Corona crisis causes exports of mechanical engineering to shrink

by Hans Diederichs

Machinery exports from Germany were hit hard by the corona pandemic in the second quarter. Between April and June 2020, exports fell by 22.9 percent year-on-year to 35.2 billion euros. In the first quarter, exports were still 5 percent below the previous year's figure, and for the first six months there was a cumulative drop in exports of 14.1 percent. April and May proved to be particularly weak months - due to the far-reaching measures to combat the corona pandemic. In both months, exports fell short of the previous year's figure by around 28 percent. In June, they fell less drastically as a result of the withdrawal of travel and transport restrictions, although they still fell by 12 percent year-on-year.

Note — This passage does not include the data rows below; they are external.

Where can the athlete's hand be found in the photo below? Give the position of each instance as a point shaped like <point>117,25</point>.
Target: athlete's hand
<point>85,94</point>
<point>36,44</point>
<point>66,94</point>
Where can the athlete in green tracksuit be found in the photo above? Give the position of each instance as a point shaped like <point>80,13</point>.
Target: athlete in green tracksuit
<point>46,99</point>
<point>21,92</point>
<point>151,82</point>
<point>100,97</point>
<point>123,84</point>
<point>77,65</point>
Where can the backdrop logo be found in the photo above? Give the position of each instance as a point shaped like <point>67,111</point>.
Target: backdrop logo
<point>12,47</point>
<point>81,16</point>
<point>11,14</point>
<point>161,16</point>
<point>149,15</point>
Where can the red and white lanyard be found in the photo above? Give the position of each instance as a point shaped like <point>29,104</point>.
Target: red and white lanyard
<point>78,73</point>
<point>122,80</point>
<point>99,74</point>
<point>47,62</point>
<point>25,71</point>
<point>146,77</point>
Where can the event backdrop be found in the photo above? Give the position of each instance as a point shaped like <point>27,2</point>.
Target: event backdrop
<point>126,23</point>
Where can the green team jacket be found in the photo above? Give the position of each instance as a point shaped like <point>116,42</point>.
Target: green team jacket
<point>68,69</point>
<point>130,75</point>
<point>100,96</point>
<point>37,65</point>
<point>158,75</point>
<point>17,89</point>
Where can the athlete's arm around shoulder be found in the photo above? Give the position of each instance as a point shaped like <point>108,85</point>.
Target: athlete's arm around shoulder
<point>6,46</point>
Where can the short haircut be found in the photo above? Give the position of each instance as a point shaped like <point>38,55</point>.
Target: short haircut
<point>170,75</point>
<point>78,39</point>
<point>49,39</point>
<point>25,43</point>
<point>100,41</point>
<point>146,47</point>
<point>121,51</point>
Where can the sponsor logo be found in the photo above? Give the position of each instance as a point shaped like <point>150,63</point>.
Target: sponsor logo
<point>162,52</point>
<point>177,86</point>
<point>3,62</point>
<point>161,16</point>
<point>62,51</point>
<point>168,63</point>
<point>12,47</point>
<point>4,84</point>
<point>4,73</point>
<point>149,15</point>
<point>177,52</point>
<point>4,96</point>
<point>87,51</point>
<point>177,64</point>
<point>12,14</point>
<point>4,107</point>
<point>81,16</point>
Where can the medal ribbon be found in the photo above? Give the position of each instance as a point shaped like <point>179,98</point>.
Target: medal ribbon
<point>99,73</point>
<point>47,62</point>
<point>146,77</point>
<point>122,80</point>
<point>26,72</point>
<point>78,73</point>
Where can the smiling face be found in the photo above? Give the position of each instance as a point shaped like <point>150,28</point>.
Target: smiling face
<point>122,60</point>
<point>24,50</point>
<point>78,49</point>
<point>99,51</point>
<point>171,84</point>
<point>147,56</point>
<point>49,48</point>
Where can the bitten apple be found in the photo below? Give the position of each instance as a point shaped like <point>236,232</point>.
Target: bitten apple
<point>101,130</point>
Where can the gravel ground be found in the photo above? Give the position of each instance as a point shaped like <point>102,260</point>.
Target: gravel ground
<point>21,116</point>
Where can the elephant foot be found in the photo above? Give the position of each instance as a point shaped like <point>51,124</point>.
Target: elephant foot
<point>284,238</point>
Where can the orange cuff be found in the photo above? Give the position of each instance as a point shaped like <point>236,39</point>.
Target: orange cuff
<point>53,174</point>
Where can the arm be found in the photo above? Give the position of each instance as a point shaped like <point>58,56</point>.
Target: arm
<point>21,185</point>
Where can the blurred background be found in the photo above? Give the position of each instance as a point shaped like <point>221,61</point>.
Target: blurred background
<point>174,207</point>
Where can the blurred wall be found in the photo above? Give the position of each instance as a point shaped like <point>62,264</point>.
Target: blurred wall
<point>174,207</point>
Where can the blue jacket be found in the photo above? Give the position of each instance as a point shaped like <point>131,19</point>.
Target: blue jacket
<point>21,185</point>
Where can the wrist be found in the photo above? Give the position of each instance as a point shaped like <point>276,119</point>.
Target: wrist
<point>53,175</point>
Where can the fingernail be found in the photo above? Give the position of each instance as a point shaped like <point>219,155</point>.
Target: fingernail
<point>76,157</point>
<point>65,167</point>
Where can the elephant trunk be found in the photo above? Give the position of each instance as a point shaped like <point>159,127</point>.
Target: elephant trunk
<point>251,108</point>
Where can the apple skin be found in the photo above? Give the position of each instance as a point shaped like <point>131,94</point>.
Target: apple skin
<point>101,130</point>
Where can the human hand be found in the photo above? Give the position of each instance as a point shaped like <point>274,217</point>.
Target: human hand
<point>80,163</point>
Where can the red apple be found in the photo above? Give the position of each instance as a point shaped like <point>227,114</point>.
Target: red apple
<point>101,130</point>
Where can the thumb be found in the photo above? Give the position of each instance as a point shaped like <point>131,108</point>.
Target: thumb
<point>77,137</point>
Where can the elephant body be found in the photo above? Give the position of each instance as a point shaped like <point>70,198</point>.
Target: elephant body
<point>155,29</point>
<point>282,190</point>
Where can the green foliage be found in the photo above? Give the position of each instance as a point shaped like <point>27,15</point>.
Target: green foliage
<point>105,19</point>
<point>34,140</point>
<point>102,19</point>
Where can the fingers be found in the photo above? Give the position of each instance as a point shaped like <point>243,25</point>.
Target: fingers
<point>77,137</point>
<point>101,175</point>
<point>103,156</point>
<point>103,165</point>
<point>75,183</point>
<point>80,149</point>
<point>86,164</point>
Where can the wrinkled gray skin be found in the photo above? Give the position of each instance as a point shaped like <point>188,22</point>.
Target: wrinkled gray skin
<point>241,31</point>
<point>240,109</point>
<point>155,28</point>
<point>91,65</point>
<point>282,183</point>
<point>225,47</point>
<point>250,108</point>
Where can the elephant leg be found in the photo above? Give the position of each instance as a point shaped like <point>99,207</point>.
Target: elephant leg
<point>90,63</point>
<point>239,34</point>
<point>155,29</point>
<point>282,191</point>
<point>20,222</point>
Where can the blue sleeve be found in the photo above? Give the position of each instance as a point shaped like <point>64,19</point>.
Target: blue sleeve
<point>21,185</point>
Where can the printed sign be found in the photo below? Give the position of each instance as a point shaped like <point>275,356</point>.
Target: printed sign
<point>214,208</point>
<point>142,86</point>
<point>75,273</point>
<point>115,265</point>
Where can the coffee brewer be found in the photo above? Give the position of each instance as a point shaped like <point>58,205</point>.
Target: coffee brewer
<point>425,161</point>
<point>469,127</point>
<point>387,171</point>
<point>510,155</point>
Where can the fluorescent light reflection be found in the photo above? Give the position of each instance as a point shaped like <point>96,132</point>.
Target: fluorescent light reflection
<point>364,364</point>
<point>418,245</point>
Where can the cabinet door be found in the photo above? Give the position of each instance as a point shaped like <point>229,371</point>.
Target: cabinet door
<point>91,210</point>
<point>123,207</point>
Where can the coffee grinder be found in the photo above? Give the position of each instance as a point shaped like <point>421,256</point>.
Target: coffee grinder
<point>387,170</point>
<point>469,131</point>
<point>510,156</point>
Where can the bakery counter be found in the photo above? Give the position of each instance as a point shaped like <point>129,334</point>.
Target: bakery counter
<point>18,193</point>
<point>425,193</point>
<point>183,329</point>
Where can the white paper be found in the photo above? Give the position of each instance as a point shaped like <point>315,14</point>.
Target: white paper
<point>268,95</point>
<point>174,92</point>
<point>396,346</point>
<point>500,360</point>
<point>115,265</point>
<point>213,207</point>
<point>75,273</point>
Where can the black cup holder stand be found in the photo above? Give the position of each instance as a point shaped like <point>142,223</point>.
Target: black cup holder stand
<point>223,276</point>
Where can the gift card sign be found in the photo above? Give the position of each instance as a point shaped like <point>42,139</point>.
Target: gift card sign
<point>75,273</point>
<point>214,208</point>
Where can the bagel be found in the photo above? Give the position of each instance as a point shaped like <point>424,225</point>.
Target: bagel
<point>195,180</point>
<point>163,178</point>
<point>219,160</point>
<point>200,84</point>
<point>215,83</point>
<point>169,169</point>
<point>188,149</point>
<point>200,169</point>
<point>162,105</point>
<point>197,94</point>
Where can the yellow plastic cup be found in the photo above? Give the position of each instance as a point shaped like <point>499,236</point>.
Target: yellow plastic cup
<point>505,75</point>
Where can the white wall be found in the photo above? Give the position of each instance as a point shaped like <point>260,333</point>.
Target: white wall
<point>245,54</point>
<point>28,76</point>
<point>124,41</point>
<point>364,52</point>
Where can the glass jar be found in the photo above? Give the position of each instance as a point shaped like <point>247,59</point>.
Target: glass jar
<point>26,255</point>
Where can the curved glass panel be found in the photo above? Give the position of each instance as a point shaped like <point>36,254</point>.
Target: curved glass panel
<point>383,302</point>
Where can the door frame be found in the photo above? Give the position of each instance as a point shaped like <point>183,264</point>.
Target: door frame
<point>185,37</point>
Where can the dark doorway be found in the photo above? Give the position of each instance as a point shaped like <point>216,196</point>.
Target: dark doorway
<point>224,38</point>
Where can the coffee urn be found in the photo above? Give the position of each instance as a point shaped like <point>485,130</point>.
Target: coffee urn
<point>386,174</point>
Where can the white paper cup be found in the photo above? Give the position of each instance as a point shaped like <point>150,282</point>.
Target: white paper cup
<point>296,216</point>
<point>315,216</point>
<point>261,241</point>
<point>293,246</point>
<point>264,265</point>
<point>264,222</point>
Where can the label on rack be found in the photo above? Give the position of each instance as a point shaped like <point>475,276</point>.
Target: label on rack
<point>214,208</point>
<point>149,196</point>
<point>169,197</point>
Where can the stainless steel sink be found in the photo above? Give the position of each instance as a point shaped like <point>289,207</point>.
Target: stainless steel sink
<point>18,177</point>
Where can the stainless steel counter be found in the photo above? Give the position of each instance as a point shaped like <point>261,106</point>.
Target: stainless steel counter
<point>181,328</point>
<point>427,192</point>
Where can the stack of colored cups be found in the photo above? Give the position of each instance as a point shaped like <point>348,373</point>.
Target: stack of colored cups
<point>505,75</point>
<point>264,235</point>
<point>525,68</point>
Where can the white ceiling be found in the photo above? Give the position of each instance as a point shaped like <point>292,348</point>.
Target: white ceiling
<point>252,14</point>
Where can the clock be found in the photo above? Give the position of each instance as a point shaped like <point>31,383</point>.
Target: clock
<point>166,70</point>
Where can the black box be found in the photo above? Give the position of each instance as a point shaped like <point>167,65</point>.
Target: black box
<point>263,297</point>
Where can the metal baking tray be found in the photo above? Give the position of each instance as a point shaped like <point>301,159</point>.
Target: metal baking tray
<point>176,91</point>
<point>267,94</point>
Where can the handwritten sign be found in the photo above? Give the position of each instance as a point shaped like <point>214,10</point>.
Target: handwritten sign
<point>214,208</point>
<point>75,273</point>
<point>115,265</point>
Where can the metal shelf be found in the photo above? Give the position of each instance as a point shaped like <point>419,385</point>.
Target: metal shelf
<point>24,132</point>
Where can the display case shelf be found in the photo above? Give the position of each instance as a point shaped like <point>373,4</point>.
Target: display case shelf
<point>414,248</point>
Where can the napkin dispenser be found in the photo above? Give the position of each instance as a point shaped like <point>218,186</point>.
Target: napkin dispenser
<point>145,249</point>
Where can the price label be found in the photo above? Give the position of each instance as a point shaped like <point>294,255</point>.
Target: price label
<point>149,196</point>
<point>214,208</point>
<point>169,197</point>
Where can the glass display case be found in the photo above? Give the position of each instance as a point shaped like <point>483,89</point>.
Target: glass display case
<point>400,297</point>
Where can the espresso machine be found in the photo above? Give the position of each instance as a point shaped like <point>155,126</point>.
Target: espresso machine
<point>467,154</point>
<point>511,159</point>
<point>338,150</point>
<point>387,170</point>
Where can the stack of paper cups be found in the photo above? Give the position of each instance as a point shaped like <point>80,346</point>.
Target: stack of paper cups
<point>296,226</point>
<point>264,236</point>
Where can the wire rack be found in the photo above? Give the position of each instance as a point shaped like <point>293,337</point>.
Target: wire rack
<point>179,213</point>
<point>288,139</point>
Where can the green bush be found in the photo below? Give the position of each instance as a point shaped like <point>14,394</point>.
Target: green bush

"Companies have recently been able to breathe a sigh of relief in the export business. But it will still be a bumpy road back to normality. In order for export business to return to normal, many of the mechanical engineering customer countries must first get the consequences of the pandemic under control and develop more confidence for new investments," says VDMA Chief Economist Dr. Ralph Wiechers. After all, a comparison of the export figures from the Corona crisis with the figures from the financial and economic crisis of 2008/2009 shows that the decline is less drastic, at least not in the first half of the year. "In the first six months of 2009, machinery exports from Germany recorded a decline of almost 23 percent," explains Wiechers.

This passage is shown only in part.